Click here to read the full article of Job Roskam in the PCA Soilless Magazine.
Job Roskam grew up on a family farm in Holland. In his youth he looked on as his father switched in 1975 from tomatoes and cucumbers over to gerberas. As he joined the business they upgraded from growing in the ground to rockwool. Growing in rockwool means that the small tissue culture plants must start in rockwool plugs, then into rockwool blocks followed by rockwool slabs. Production increased and success was achieved including breeding their own gerbera varieties. Their exclusive varieties meant higher prices at the Dutch flower auction.
It took less than 2 years to recoup an $80,000 investment in 1994, when they were one of the first gerbera farms to mechanise certain aspects of the flower processing. The heater purchased to sterilize drain water quickly paid for itself too. Recycling their nutrient meant less fertilizers purchased, and less water required.
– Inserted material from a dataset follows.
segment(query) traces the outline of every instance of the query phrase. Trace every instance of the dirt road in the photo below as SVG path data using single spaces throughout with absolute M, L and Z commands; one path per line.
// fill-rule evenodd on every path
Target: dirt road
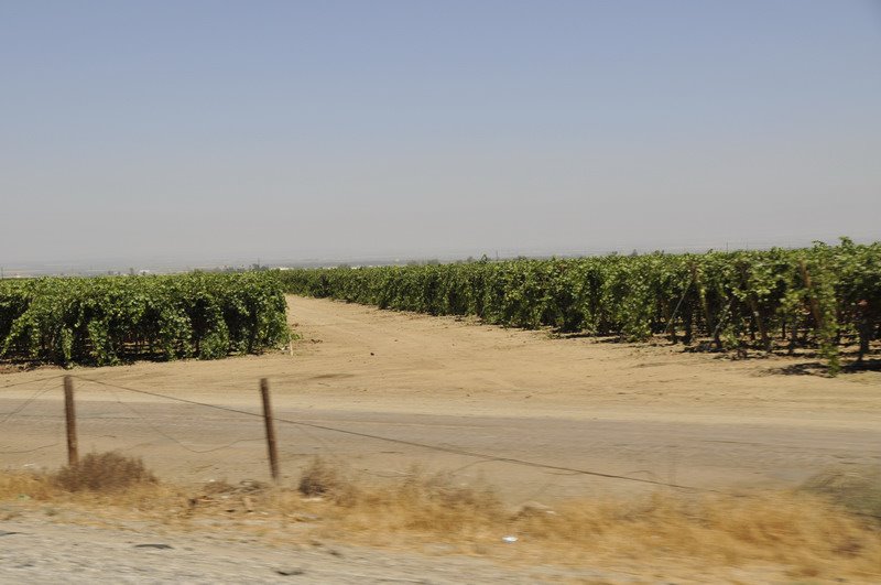
M 292 354 L 74 370 L 81 449 L 138 454 L 181 481 L 265 478 L 258 416 L 120 387 L 259 413 L 267 377 L 280 419 L 638 480 L 779 487 L 881 463 L 878 372 L 784 375 L 790 359 L 558 339 L 327 300 L 291 297 L 290 315 L 303 336 Z M 59 381 L 40 381 L 55 373 L 0 375 L 0 465 L 64 462 Z M 279 435 L 290 480 L 320 454 L 366 479 L 416 463 L 482 477 L 512 502 L 656 488 L 284 422 Z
As a young grower in the Netherlands, Job’s dedication to industry was evident serving as a board member of the L.T.O. Gerberas, a horticulture organisation involved with growing technique research. He was also a member of the Aalsmeer Flower Auction Gerbera Product Commission.
Left: Photo of Roskam Gerberas greenhouse in Holland (1994) where their own selected variety Nicoletta was at one stage grown on 30% of their greenhouse area (total greenhouse area 22.000 M2).